Treating a patient with a threatened fracture depends on several factors, including fracture location, tumour histology, patient’s general health and expected survival. In general, a multidisciplinary approach with surgical stabilisation followed by postoperative RT is recommended as the primary treatment option, especially for fractures in weight-bearing bones [24,25]. The choice of surgical fixation method should take into account the patient’s estimated survival, as the chosen treatment should be durable for the remainder of the patient’s life [26,27]. The recovery time after surgery should also be considered in relation to the patient’s estimated survival time. Tumour progression can occur after surgery without any additional treatment. Postoperative RT plays a role in eliminating residual tumours, preventing disease progression, and addressing further osteolysis. Two retrospective studies have shown that postoperative RT combined with surgery, leads to significantly better recovery of normal functional status compared to RT alone [28,29].

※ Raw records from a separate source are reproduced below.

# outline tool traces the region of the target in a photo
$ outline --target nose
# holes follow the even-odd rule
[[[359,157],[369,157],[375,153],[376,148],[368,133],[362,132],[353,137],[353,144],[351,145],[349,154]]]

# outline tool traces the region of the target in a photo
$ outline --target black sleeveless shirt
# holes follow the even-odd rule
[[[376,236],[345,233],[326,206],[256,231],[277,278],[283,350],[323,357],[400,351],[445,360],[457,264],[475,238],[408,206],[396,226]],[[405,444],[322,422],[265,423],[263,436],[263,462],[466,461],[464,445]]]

For patients with chemosensitive tumours who are about to undergo chemotherapy (e.g., myeloma and lymphoma), or those with poor performance status and limited prognosis, non-surgical treatment options such as RT, chemotherapy or a combination thereof should be considered, even for fractures in weight-bearing bones [30].
Summary and conclusions
Multidisciplinary management plays a crucial role in the treatment of BM. Several important conclusions can be drawn regarding the multidisciplinary management of bone metastases:
1. Individualised treatment plans: The choice of treatment should be tailored to each patient, taking into account factors such as the site of metastasis, tumour histology, general health and estimated survival. A personalised treatment plan can help optimise outcomes and minimise unnecessary interventions.

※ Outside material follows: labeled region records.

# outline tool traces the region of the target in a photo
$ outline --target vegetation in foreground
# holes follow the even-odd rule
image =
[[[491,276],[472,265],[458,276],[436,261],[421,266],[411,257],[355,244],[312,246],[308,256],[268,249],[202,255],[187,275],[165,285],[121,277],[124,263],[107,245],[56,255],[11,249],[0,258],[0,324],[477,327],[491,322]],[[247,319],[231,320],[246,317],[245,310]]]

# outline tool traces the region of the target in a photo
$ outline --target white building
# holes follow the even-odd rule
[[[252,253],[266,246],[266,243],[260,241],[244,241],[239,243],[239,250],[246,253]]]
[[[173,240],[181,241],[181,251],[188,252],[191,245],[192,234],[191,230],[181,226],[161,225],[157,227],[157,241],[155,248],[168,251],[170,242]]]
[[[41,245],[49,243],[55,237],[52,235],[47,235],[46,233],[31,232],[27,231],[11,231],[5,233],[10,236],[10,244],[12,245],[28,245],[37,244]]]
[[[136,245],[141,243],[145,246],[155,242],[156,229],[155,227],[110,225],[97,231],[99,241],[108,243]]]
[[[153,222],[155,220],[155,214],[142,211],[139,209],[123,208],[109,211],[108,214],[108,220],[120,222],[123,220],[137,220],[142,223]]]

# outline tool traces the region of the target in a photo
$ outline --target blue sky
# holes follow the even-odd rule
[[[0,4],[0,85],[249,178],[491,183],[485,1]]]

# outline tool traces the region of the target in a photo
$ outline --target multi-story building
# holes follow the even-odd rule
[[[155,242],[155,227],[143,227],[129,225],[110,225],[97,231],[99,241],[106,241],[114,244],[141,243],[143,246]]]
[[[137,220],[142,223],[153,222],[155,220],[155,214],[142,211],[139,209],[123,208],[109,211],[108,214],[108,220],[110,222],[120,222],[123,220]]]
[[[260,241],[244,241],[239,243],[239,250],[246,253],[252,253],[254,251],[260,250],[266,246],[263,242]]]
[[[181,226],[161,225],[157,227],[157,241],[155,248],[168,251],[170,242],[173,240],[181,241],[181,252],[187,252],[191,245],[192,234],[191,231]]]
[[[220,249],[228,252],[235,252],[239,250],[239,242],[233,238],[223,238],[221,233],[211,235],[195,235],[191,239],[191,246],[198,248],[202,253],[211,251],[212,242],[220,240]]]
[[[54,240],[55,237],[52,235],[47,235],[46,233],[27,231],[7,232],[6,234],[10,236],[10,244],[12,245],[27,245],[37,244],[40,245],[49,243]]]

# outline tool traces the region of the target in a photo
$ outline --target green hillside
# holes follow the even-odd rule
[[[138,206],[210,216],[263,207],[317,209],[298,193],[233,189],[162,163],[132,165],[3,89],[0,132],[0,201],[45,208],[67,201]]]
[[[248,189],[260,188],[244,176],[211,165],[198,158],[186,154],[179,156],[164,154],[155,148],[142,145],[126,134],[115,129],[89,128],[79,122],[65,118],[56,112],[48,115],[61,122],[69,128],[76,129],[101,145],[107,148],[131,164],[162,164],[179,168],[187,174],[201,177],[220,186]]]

2. Surgical stabilisation: Surgical stabilisation followed by postoperative RT is often recommended for spinal and weight-bearing BM. The choice of surgical fixation method should consider the patient’s estimated survival and recovery time to ensure that the chosen treatment provides long-term durability.
3. Role of postoperative RT: Postoperative RT plays a vital role in eliminating residual tumours, preventing disease progression and relieving pain. It also helps to reverse inflammation resulting from bone metastases and promote the recalcification of lytic lesions.

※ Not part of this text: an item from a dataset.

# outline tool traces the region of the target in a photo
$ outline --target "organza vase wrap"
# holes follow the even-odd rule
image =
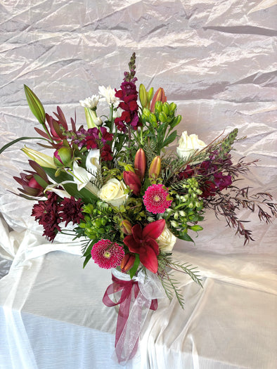
[[[149,309],[157,309],[157,299],[165,297],[165,292],[159,278],[149,271],[146,274],[140,271],[131,279],[129,274],[112,269],[112,280],[103,302],[107,306],[120,305],[113,358],[126,365],[136,353],[139,335]],[[115,301],[109,295],[113,295]]]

4. SBRT: modern high-dose and precise RT enables excellent local control with acceptable toxicity. It should be offered to patients who require more intensive systemic treatment.
5. Risk assessment: Several risk factors and scoring systems exist to assess fracture risk in BM. However, caution should be exercised as no universally accepted gold standard has been defined. Risk estimates should be interpreted in conjunction with clinical judgement and individual patient factors.
6. Need for further research: There is a need for further research to improve our understanding of bone metastases and treatment approaches. Areas of interest include validation and refinement of scoring systems, exploration of novel therapeutic options, and assessment of long-term outcomes and quality of life in patients undergoing multidisciplinary management.